This is my table structure:
Column | Type | Collation | Nullable | Default | Storage | Stats target | Description
-------------+--------------------------+-----------+----------+--------------------------------------+----------+--------------+-------------
id | integer | | not null | nextval('tbl_disk_id_seq'::regclass) | plain | |
inserttime | timestamp with time zone | | not null | now() | plain | |
buildid | text | | not null | | extended | |
app_version | text | | not null | | extended | |
device | text | | not null | | extended | |
device_api | text | | not null | | extended | |
userid | text | | not null | | extended | |
path | text | | not null | | extended | |
size | numeric | | not null | | main | |
type | integer | | not null | | plain | |
root | integer | | not null | | plain | |
status | integer | | not null | 0 | plain | |
I used this query to check the size of the table:
SELECT relname AS "relation",
pg_size_pretty(pg_total_relation_size(C.oid)) AS "total_size"
FROM pg_class C
LEFT JOIN pg_namespace N ON (N.oid = C.relnamespace)
WHERE nspname NOT IN ('pg_catalog', 'information_schema')
AND C.relkind <> 'i'
AND nspname !~ '^pg_toast'
AND relname like 'tbl_disk%'
ORDER BY pg_total_relation_size(C.oid) DESC
LIMIT 20;
The result:
relation | total_size
-----------------------+------------
tbl_disk_20180830 | 90 MB
tbl_disk_20180831 | 32 MB
Now I add a new column document
with type tsvector
:
ALTER TABLE tbl_disk ADD "document" tsvector;
and update the data:
UPDATE tbl_disk
SET document = array_to_tsvector(ARRAY[split_part(path,'/',2),split_part(path,'/',6)]);
path data like : /data/user/0/com.abc.abc/database/olala.db
I just need two tokens 'data' and 'database' , that is why I split data.

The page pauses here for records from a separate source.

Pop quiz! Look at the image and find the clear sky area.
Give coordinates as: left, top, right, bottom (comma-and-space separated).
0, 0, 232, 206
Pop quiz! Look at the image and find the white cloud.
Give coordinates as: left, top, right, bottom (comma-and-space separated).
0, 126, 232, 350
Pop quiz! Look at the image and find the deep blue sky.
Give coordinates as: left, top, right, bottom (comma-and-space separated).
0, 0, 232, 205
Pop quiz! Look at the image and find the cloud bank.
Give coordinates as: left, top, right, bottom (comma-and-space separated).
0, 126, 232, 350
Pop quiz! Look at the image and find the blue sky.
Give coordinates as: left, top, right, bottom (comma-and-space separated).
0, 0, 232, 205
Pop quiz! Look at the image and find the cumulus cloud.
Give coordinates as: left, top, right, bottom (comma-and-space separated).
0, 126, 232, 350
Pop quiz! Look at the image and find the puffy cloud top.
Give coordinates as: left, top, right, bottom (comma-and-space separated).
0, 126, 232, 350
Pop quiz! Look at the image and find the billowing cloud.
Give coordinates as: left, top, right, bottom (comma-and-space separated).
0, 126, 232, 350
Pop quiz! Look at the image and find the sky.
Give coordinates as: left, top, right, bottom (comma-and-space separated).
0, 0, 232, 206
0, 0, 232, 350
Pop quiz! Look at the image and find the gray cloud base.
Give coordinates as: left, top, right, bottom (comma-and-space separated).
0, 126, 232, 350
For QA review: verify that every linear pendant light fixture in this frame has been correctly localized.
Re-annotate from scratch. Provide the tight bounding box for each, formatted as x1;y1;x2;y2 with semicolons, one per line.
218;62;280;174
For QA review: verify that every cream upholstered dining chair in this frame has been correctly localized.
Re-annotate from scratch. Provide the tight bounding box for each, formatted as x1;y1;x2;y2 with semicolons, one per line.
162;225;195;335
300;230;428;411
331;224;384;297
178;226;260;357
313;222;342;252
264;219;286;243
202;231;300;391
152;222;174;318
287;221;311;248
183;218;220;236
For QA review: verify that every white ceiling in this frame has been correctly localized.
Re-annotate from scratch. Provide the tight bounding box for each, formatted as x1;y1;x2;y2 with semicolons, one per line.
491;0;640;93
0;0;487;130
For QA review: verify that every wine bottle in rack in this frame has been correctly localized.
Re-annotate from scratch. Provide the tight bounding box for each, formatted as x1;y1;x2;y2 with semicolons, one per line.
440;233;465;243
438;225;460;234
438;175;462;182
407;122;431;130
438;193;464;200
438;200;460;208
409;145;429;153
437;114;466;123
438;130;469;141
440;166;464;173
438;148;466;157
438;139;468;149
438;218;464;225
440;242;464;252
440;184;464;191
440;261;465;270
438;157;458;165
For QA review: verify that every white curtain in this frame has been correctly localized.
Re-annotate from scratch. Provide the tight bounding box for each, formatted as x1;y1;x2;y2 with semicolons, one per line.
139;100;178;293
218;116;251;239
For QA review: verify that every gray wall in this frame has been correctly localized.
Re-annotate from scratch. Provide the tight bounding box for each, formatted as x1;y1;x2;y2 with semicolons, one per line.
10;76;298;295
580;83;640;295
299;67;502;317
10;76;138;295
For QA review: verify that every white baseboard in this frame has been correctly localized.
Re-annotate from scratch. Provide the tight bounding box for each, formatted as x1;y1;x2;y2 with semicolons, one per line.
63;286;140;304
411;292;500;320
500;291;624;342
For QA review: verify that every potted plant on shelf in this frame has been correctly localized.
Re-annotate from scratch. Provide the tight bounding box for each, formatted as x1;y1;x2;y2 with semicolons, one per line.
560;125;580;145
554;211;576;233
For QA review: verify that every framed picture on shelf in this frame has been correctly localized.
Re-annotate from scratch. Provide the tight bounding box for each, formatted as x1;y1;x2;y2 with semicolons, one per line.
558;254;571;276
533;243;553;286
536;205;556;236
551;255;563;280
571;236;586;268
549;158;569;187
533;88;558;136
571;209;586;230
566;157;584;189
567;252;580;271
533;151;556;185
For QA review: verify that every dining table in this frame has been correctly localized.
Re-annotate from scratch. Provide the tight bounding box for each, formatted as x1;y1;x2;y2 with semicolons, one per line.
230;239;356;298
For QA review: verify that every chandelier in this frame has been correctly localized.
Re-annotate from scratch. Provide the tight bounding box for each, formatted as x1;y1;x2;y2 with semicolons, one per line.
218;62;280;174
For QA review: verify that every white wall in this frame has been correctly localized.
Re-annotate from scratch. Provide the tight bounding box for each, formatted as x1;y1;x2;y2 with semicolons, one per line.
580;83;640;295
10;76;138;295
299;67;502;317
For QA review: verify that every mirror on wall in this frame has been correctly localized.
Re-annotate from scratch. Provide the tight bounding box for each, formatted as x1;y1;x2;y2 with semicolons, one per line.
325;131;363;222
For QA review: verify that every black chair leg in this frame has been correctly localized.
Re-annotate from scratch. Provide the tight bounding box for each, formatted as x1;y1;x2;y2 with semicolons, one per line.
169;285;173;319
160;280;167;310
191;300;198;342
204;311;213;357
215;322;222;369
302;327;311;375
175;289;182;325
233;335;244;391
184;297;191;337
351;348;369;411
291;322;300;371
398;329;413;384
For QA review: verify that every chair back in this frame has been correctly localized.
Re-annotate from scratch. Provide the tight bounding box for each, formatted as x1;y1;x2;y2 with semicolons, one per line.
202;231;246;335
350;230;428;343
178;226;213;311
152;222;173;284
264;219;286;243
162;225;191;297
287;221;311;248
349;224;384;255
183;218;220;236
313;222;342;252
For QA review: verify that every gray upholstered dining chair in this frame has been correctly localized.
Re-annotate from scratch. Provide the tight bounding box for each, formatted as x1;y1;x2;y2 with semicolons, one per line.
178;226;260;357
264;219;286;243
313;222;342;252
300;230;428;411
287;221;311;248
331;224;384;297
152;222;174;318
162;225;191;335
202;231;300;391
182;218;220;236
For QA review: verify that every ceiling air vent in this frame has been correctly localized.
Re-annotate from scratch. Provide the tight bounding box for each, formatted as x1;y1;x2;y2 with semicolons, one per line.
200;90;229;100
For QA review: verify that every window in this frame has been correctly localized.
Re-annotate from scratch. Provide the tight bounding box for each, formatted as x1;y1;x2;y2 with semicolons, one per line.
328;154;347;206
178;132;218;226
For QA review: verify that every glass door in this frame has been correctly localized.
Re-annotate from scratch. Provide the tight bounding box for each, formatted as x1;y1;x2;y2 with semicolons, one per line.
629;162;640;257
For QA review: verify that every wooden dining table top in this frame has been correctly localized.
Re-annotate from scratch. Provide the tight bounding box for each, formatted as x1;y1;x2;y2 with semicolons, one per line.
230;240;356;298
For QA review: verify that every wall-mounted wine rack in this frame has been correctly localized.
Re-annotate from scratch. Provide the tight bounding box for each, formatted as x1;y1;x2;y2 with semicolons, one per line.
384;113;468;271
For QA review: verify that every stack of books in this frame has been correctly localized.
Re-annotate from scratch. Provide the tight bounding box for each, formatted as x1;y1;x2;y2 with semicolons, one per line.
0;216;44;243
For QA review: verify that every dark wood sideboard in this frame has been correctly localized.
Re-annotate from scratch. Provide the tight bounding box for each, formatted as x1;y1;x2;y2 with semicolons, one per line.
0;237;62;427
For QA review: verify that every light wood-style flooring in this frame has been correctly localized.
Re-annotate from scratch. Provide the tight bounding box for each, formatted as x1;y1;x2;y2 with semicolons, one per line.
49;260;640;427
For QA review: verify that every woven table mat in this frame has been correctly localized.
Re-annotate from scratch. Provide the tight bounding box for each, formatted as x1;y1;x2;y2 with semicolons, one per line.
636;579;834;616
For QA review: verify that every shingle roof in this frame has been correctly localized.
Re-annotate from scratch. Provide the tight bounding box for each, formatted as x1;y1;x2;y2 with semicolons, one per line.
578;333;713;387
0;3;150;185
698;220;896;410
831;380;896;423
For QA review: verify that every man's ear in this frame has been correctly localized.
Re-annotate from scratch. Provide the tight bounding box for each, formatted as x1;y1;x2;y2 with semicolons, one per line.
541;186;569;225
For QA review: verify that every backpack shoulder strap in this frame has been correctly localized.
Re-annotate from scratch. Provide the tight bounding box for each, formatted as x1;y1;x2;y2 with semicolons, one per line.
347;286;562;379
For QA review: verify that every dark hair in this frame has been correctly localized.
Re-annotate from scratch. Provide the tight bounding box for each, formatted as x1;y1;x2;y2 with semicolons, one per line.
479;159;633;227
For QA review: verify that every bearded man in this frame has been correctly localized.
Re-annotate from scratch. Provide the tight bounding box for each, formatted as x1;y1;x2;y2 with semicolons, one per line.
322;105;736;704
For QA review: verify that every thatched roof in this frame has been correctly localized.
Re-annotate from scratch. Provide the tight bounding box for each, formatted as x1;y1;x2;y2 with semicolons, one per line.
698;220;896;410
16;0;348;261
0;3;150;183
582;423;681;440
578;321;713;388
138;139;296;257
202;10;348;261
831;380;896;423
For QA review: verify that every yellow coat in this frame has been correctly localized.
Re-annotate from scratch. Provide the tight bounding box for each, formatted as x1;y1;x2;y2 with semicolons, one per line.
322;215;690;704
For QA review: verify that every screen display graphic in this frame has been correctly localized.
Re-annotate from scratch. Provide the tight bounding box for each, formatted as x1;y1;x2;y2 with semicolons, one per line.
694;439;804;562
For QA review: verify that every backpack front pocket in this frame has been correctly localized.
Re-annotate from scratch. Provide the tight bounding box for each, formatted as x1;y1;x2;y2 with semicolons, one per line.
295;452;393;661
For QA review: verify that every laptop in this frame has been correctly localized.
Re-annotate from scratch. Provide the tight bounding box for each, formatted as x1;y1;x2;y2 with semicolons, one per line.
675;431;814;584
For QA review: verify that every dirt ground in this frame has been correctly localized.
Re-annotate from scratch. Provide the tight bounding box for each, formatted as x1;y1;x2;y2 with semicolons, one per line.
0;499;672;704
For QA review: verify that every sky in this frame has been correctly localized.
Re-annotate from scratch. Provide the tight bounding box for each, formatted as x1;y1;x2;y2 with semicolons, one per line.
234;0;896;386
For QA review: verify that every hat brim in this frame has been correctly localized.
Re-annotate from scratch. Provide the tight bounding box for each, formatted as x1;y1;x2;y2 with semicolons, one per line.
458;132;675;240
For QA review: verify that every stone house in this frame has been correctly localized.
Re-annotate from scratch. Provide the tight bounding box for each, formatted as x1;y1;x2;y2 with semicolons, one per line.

After successfully updating, the size approximately doubles:
relation | total_size
-----------------------+------------
tbl_disk_20180830 | 175 MB
tbl_disk_20180831 | 61 MB
The data :
path | document
--------------------------------------------------------+--------------------
/data/user/0/com.abc.abc/lib/libabcqlite.so | 'data' 'lib'
/data/user/0/com.abc.abc/files/ddinfo2 | 'data' 'files'
/data/user/0/com.abc.abc/lib/libabcsqlite.so | 'data' 'lib'
/data/user/0/com.abc.abc/lib/libabcsqlite.so | 'data' 'lib'
/data/user/0/com.abc.abc/shaders/b32 | 'data' 'shaders'
You can see the size of tbl_disk_20180830
increases from 90MB to 175MB.
I don't know why it needs such a lot of space to save two tokens?
Best Answer
Databases cannot simply overwrite data "in place". If they did, they wouldn't be able to have atomicity or isolation, and probably not much concurrency and durability either.
When you do a bulk update of every row in a table, in PostgreSQL, the resulting table has a copy of both the old data and the new data. You can rid of the copy of the old data by running
VACUUM FULL <table name>
. Or you can just do a regular VACUUM, but if you do that it will not shrink the amount of space it takes up, it will just mark the space as being re-usable for future work on that table.